Minister of Infrastructure
- In office 24 March 1998 – 11 November 1999
- Preceded by: Svetolik Kostadinović
- Succeeded by: Ratko Marčetić

Personal details
- Born: 25 January 1953 (age 73) Gornji Milanovac, FPR Yugoslavia
- Party: Serbian Radical Party (1991–2012)
- Education: University of Belgrade Faculty of Organizational Sciences
- Occupation: Politician

= Dragan Todorović (politician) =

Serbian politician

Dragan Todorović (Serbian Cyrillic: Драган Тодоровић; born 25 January 1953) is a Serbian politician who was the vice-president of the Serbian Radical Party. He was the Radical Party representative in the Parliaments of Federal Republic of Yugoslavia and Serbia and Montenegro. He was elected as a Radical Party representative in the Serbian Parliament twice, in January 2007 and in May 2008.

==Political career==
After Tomislav Nikolić, deputy leader of the SRS in the absence of Vojislav Šešelj, resigned from the party in 2008, Todorović became president of the Radical Party parliamentary group. Although Todorović was seen as the new Deputy Leader of the Serbian Radical Party, Šešelj decided to abolish this party function.

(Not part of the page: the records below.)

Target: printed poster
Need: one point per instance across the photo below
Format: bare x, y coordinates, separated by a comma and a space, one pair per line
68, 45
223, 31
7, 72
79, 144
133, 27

While a member of the Serbian Radical Party, Todorović made statements that Serbia should include territory up to the Virovitica-Karlovac-Karlobag line, which would incorporate Bosnian and Croatian sovereign territory.

===Departure from the Serbian Radical Party===
On May 27, 2012, Danas reported that Todorović was ejected by the Serbian Radical Party, allegedly due to a disagreement between himself and Vojislav Šešelj. Three years later, after Šešelj was released from the Hague Tribunal, Serbian newspaper Blic reported that Šešelj asked Todorović to return to SRS, and that Todorović rejected Šešelj's offer.